At last my home is complete. I say home in the broadest possible sense, there are a few things missing, but it hardly seems to matter at the moment, winter could be a different kettle of fish altogether. So who, what, when, where and why? (the typical list of facts any male story ever comprises of).
About 4 weeks ago as I was just about to cover the bender with the tarpaulins, I quickly realized I would be living in a greenhouse of sorts and that as far a security went, my kit (what little there was and still is) would be about as safe as a virgin in a brothel, on top of that (no pun intended) if I do happen to be here in winter and not out in the land of garlic, snails, champagne and public urination than I would need somewhere a little more robust. The heat that day was ridiculous, so I took a load off and sat in the cool shade of the barn planning my next move. I didn’t have too look far I was sitting in the exact spot I should’ve been building in all along…cue an hours destruction of the last weeks work and a further 3 hours of sweeping, shoveling and removing cobwebs and evicting 8-legged occupants.
The plan was pretty simple: lay down the pallets and then sterling board to give me a solid floor, block of the end of the barn and an open alcove with wooden walls and windows, put stuff inside and move in. Fortunately it was as straightforward as that. The set design company I used to work for coughed up a 70m roll of exterior cable to provide power for the small consideration of £40, I found a fridge/freezer for the freecycle network, purchased a set of dual gas rings online, went back to the tree house to pick up the composting thunder box, double bed (which has since been pimped with a rustic bed head and end) and then collected all things I would need for a simple basic existence. The best bit is that every piece of wood in the whole build was 100% recycled and absolutely free!
Why? Why live like this? Something I believe the better half wonders quite often, believe me I would never expect her to live in such a way and when we do look into getting a place together (renting days are over!) it wont be makeshift: I live like this now, because I can, its as cheap as chips (I pay for electricity on a meter and pay rent by barter) and it is a fun little project to be getting on with during the summer. Although the barn doesn’t hold the same magic the tree house did, I certainly feel like I have gone up in the world, having electricity, a gas stove and running water (albeit from a tap in the court yard) are a privilege, I can work away quite happily in the barn on the laptop without fear of running out of juice, I have access to the internet by tethering my i-phone by blue tooth to the computer, its not that fast but I only need it for sending emails.

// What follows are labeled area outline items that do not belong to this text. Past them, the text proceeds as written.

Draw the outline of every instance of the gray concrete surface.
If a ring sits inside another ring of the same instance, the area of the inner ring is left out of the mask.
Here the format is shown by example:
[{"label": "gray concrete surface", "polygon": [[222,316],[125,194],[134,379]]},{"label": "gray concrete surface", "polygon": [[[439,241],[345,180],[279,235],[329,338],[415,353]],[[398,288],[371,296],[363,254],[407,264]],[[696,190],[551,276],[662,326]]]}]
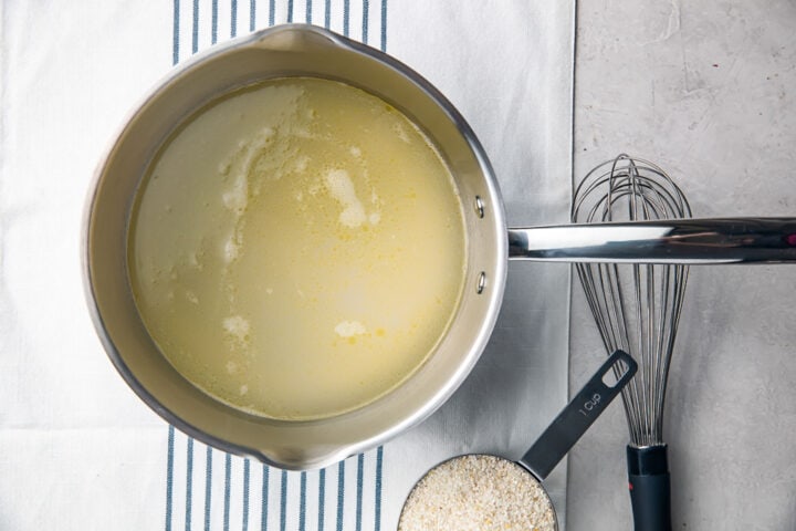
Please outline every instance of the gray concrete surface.
[{"label": "gray concrete surface", "polygon": [[[578,2],[574,175],[628,152],[695,216],[796,215],[796,4]],[[603,353],[574,279],[570,388]],[[669,381],[675,530],[796,529],[796,267],[694,267]],[[599,354],[598,354],[599,353]],[[624,410],[570,454],[567,529],[632,529]]]}]

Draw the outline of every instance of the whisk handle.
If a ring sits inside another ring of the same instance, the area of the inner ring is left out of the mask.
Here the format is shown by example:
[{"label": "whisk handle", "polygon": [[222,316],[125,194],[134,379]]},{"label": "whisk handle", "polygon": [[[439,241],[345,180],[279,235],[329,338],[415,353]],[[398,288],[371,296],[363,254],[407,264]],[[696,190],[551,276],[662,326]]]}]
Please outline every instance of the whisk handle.
[{"label": "whisk handle", "polygon": [[509,229],[509,258],[545,262],[796,262],[796,218],[706,218]]},{"label": "whisk handle", "polygon": [[628,487],[636,531],[671,531],[671,487],[666,445],[627,447]]}]

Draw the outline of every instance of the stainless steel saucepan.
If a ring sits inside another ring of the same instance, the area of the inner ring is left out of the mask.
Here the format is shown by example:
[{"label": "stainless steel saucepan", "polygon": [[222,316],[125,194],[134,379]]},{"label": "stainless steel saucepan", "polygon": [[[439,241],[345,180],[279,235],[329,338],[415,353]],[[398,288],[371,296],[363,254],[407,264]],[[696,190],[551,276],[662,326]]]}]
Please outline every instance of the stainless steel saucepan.
[{"label": "stainless steel saucepan", "polygon": [[[130,206],[147,165],[169,133],[221,94],[284,76],[338,80],[407,114],[436,144],[454,176],[469,242],[464,292],[428,362],[383,398],[355,412],[312,421],[271,420],[242,413],[180,376],[142,323],[126,266]],[[470,373],[490,337],[509,258],[796,261],[794,219],[509,230],[486,155],[442,94],[381,52],[298,24],[216,46],[163,81],[129,116],[100,164],[84,232],[90,310],[111,360],[129,386],[160,416],[197,439],[286,469],[317,468],[373,448],[434,412]]]}]

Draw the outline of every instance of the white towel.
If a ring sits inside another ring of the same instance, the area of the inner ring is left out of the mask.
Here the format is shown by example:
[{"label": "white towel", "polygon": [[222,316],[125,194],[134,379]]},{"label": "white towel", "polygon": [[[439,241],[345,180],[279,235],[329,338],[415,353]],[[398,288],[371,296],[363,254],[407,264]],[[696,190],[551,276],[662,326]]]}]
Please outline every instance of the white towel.
[{"label": "white towel", "polygon": [[[429,420],[323,471],[283,472],[170,428],[125,386],[83,300],[94,166],[176,62],[274,23],[386,50],[458,106],[511,225],[567,220],[572,2],[172,0],[0,3],[0,529],[392,530],[450,456],[519,458],[567,396],[565,266],[510,267],[478,367]],[[565,464],[546,485],[563,520]],[[563,529],[563,521],[562,521]]]}]

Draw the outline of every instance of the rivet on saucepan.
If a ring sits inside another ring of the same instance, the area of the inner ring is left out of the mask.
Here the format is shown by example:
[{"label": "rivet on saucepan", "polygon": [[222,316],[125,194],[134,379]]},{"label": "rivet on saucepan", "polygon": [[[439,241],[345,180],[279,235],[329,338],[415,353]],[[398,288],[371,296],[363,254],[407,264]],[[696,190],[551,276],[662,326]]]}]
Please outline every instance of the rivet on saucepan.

Some things haven’t changed, I still prefer the glow of my dilapidated paraffin lamps to the glare of light bulbs in the evening and occasionally cook over the fire pit in the courtyard, but having the gas stove certainly makes things easier and a lot faster!
Although the shotgun is under lock and key and unemployed for the moment, the air rifle continues to serve me well, plenty of wood pigeon and Rabbits out her in the Ouse Valley ripe for the picking, the pigeons are constantly landing on the barn roof before flying down to the trough for a drink, the other morning I found myself standing on my bed at 6am firing my crossbow from under the eaves at the feathery alarm clocks…mind you if I had hit one the RSPCA would be having kittens, I mean you can’t even drown squirrels these days?! The blackberries are just appearing the meadowsweet is disappearing and the horseradish is going perfectly with my twice- weekly hit of rump steak. Having the fridge has made this type of living simple for the obvious reason that I can store produce for longer.
Essential Country weaponry.
Unlike my outdoor bathroom I had in the woods, the old dairy part of the barn has been converted into a stylish country bathroom, complete with composting loo, shower and washbasin. The major issue of not being able to dig a hole to place the throne on top of has been solved using a bucket, some heavy duty bin liners and plenty of sawdust. At first, the prospect of basically…well, crapping in a bucket didn’t fill me with joy, but it is a lot more civilized than that and absolutely no smell whatsoever, once again meadowsweet has been extremely useful, this time as an air freshener- medieval style. The bucket shower hangs from a pulley on the beams and rather than having to heat the water on a fire every morning I have the luxury of filling my large pot with water topping it up with a boiled kettle and heating it on the gas stove for 5 minutes…the luxury! No duckboards needed as the sloping concrete floor leads straight into a drainage channel and outside into the courtyard.
I suppose what is most enjoyable about living this way is the day-to-day problem solving, the constant tinkering and exploring new surroundings. I can still pop out with the gun to try and fix some protein for supper, but unlike this time last year, I can visit the butchers and the grocers if I so wish. In actual fact this build including a few new bits of kit, has cost about half of what the tree house cost: £150! There is one niggling thought in the back of my head still…where on earth will I be living next? Any suggestions?
On another note, I had a super time in Hossegor despite the incident with my foot and a surfboard fin and had one of the simple, pleasurable meal ever at a mussel place in Cabreton Harbour at the Moules-Frites place called Chez Minus If you are ever nearby it would be a cardinal sin not to visit. The mussels were done in a mix of cumin and coriander…outstanding!